With the exception of Michael Crabtree, there are no immediate impact receivers in the draft, which leaves free agency and the trade market.

The most common name mentioned in free agency is T.J. Houshmandzadeh, who at his best would be a low end No. 1, but more likely a No. 2 receiver. Sure, he would help the offense, but could he live up to the salary he would demand?

The other more obscure receiver out on the market is Marvin Harrison. With Harrison towards the end of his career, he would be more suited to supplement an offense ready for Super Bowl contention today—not one, two, or three years down the road.

The most compelling option would be to try and pry Boldin out of the hands of the Arizona Cardinals again this offseason. Boldin has been one of the top producing receivers in the league the last two years, and is just coming into his prime.  

A Boldin/Moss combination would almost immediately change the passing game for the Redskins.


Area No. 3: Improving the offensive line

It's amazing how a talented passing game can improve an offensive line almost immediately. Forcing defenses to defend a balanced attack will go along way in opening up lanes for Portis.

Regardless, the offensive line has to step up this year, or changes have to be made.  For a team built around the run, the offensive line must be up to par.
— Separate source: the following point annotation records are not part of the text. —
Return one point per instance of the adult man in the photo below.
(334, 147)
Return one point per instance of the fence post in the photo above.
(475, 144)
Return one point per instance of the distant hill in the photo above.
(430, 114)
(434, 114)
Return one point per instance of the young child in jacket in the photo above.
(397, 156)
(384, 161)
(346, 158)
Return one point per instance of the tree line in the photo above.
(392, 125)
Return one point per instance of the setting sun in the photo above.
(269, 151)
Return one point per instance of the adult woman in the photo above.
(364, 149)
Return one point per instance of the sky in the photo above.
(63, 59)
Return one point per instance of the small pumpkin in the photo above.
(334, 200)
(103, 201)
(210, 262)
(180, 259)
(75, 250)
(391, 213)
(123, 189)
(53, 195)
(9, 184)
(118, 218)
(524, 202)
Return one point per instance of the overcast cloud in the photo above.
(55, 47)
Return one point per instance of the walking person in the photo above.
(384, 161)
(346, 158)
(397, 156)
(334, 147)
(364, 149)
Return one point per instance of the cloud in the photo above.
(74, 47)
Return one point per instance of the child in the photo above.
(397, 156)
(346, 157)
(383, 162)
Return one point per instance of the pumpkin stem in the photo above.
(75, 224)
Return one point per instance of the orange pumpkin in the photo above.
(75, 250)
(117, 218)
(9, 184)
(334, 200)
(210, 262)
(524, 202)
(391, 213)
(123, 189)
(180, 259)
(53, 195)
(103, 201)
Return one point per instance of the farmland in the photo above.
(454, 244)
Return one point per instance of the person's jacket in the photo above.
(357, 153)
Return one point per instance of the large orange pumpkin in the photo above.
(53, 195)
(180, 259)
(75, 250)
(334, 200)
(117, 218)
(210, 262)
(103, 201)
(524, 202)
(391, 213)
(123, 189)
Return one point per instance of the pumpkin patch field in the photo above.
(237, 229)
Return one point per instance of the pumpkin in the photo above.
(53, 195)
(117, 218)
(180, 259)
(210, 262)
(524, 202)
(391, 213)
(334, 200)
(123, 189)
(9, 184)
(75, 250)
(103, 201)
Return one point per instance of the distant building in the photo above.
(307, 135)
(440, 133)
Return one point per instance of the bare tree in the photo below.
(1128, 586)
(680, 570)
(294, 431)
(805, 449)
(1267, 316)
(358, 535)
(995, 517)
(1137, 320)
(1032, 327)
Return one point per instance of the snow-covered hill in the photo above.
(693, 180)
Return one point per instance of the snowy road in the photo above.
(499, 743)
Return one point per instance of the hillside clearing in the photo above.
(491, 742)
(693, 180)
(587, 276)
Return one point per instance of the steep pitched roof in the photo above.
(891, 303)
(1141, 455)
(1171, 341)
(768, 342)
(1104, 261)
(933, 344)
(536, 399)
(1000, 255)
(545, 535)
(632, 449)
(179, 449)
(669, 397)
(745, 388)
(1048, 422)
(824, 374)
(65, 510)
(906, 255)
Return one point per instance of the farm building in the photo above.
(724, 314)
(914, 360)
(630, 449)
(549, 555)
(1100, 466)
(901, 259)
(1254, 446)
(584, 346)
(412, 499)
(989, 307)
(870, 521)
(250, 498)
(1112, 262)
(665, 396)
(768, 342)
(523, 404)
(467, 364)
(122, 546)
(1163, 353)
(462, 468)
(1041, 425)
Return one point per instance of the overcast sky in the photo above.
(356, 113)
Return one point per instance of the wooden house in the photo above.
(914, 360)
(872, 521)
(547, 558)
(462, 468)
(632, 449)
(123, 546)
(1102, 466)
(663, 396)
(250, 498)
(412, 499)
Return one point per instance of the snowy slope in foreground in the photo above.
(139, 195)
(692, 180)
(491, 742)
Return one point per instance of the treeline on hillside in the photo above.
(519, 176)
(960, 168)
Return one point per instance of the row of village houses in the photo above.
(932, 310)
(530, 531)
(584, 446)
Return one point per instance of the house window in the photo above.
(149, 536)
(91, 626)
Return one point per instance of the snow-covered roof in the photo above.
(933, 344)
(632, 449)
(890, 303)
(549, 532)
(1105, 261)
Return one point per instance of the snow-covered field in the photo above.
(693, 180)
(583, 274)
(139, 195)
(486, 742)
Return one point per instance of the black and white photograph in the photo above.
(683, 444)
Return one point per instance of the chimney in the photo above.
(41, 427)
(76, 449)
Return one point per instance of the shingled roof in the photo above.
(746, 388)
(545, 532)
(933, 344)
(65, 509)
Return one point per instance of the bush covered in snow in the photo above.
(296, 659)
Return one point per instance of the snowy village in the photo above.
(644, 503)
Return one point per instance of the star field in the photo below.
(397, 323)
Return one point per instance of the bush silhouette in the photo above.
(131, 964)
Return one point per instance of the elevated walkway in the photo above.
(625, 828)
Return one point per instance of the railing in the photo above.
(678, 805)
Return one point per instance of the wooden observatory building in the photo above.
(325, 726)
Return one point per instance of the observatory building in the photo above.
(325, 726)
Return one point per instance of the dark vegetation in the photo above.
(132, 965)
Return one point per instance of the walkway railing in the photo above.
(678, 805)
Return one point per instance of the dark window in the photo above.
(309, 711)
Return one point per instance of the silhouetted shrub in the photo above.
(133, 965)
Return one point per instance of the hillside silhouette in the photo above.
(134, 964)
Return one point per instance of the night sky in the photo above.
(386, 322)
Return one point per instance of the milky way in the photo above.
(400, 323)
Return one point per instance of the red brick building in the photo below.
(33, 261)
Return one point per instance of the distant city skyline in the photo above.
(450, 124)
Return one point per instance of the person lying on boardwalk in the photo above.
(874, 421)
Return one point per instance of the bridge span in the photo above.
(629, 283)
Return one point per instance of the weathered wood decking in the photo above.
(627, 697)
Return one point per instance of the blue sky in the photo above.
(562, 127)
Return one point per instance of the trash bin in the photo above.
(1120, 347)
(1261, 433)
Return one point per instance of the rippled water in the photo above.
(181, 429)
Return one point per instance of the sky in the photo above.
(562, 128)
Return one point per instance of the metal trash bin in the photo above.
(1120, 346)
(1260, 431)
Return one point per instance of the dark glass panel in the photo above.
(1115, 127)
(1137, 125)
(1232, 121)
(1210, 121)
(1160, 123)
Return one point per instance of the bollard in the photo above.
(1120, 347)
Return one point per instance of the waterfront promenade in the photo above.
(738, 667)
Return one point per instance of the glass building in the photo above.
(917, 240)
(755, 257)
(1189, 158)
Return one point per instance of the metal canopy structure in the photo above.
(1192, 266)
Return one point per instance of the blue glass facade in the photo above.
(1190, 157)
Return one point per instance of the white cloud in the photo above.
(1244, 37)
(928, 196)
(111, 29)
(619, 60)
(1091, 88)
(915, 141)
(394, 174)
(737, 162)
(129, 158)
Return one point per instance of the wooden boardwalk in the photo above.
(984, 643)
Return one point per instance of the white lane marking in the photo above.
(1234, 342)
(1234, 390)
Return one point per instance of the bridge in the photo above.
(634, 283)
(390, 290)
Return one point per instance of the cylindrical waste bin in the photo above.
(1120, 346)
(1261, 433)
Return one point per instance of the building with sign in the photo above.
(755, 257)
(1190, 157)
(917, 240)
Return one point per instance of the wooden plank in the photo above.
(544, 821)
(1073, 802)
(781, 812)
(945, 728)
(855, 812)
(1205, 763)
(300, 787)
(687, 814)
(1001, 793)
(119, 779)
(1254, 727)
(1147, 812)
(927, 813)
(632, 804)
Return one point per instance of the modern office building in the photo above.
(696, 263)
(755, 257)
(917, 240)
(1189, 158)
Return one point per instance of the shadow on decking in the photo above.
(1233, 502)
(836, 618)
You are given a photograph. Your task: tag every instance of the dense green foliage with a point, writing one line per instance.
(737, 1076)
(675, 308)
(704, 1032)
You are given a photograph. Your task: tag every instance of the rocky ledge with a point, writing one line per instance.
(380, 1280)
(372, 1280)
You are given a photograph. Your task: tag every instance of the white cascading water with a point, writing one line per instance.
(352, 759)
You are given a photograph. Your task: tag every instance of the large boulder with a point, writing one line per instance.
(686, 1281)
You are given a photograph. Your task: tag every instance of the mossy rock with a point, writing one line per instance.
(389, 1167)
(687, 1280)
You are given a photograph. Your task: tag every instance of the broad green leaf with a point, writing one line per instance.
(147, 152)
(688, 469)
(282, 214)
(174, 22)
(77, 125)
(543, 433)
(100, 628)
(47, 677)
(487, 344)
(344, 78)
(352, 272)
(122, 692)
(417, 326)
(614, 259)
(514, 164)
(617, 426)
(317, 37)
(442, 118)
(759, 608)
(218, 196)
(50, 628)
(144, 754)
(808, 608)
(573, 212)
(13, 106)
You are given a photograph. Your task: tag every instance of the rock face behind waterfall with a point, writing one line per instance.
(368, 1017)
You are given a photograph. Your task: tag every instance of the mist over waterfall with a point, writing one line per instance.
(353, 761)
Area No. 4: Handling DeAngelo Hall

Will it be possible for the Redskins to keep Hall in check? 

Both in college, and in the NFL, Hall has proven to be a talent on the field—but a risk in the locker room. Having the right team leadership is the only way this can truly happen.

There is no doubt Hall strengthens the team's defense, but can he do so without ripping the team apart?


Area No. 5: Finding cap space to make the above happen

With the signing of Albert Haynesworth to a $100 million contract, can the Redskins afford to do anything else?  

Finding a hall-of-fame-caliber receiver comes along only so often, are the Redskins in a place now to capitalize?

Daniel Snyder has found ways before, but this one is looking less and less likely by the minute.